Monday, September 30, 2013

Chocolate Box Paintings

I was watching a British TV show the other night and a character referred to a painting as being a "chocolate box", a term referring  to the type of overly sentimental, sweet paintings that decades ago were used as illustrations on the covers of boxes of chocolates. This is one of those terms that maybe means something only on the other side of the pond, since to me, "chocolate box" means a yellow Whitman's box, or possibly See's or Fanny Farmer's.

It's hard to imagine another style of painting on a box of chocolates. It's not as if you're going to sell candy in a box with a painting featuring a dead goose, for example.

The British don't use this term as a compliment - it's a disparaging term, meaning that the painting is too cute or "twee" (another British word)  to be taken seriously. I don't think it's a good thing to have one's art referred to as chocolate box. One of the sources I consulted in my web search mentioned this 19th. c. painting as an example of a typical chocolate box painting.

"The Daughters of Eve", by George Dunlop Leslie. Image courtesy of The Art Renewal Center

What do you think of this painting? Seriously. Not what you should think of this painting, but in your private heart, what's your gut reaction?

For all I know, your eyes are rolling back into your skull and you're spitting your Pimm's Cup down your weskit.  Or maybe you're an ironic hipster who snickers at this painting and finds it so deliciously mawkish that you must have it for your collection.
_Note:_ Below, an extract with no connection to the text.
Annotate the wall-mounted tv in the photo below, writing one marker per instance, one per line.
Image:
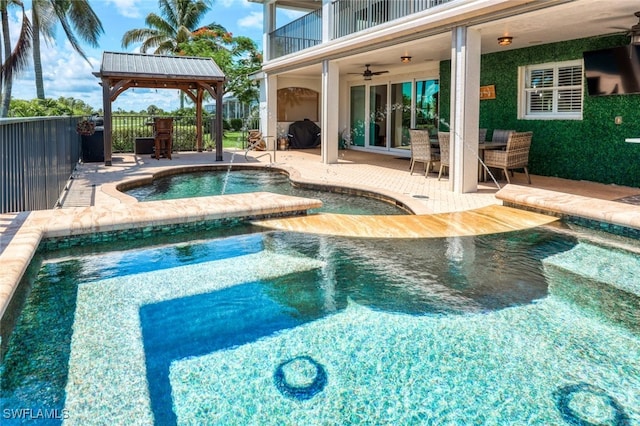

But then again, maybe you're searching Sotheby's and Christie's right now for available works by G. D. Leslie.

Do you honestly care what I think about this painting? Well, would you care about the opinions of magazines like Art News or Art Forum? What if I were Sir Kenneth Clark or Robert Hughes, pretending for a minute that they were still around to opine on such matters? Who validates your gut response for you?

I'm not sure where I'm going with this. For one thing, I don't like labeling art with disparaging terms, and since I'm a representational artist, I especially don't like it when those terms are used around that style of art, though I have been known to rant about a few things and let's be perfect frank here, there is a lot of representational art I don't much like. A person's taste is what it is, everybody is different and hooray for that, too.

The American word for overly sentimental artwork is not exactly similar, but close... schlock.

I'm always wondering what, exactly, is schlock. It is probably different for everyone. It seems to me that there's some suspected element of dishonest art-making in schlocky art, some whiff of market-pandering trickery that's going on. Yet I have never met an artist who isn't trying to create something honest and meaningful and lasting in his or her work. Such fraudsters may be out there, and yes I've heard rumors, but I have to tell you, I have never personally met an artist who is not doing the best that he or she can to transmit themselves and their passions to the viewer in their artwork, even if they're working in a narrow, commercial situation like illustration. The artist's soul is trying to dance around in there somehow. What you might think of as schlock is to them, generally speaking, completely sincere. Many artists don't operate in the snide or edgy range, they are earnest, straight-arrow types and even if they're painting something really off the wall, they are quite serious about it. Nobody is trying to pull  your leg, an artist is trying to show you what he or she thinks is meaningful.

Maybe "corny" is a better word that schlock. It's a lot less gutteral, for one thing. It's a gentler word, bringing to mind simple pleasures like apple picking, making cookies and other long-ago pastimes involving actual human interaction, if you had any of that type of interaction.

What I'm trying to say is this: If a painting - if this chocolate box painting -  reaches you in a meaningful way, you shouldn't worry in the least what other people have to say about it. I'm encouraging you to follow your heart in these matters and not to worry if you appear to others as unsophisticated, naive or corny.

I found the corniest song I could think of to end this post, seasonally appropriate to boot. There's another version on YouTube where the group is much younger, but I prefer this version, it's more heartfelt, I think. This group was before my time but we will all get to this age, if we're lucky. I've been singing this along with them all morning.





2 comments:

Joaquin said...

Good post ! The version of the song, is more heartfelt, as you say. Maybe because now they know for sure, that just goes back to yesterday, with a song.

Alexandra Tyng said...

Good point, Linda. In the 1950s when I was very young I remember hearing this song. I associate it with my elementary school which was in the country. I loved book illustration, which was my first introduction to realistic art. It seemed that the whole world was a good, beautiful place. Then I grew up and discovered that illustration was not fine art, and sentimental art was schlock, etc. You could call it a rude awakening. It is-- but it can also be a reminder to keep a balance in your life and in your art. Everyone finds a different balance.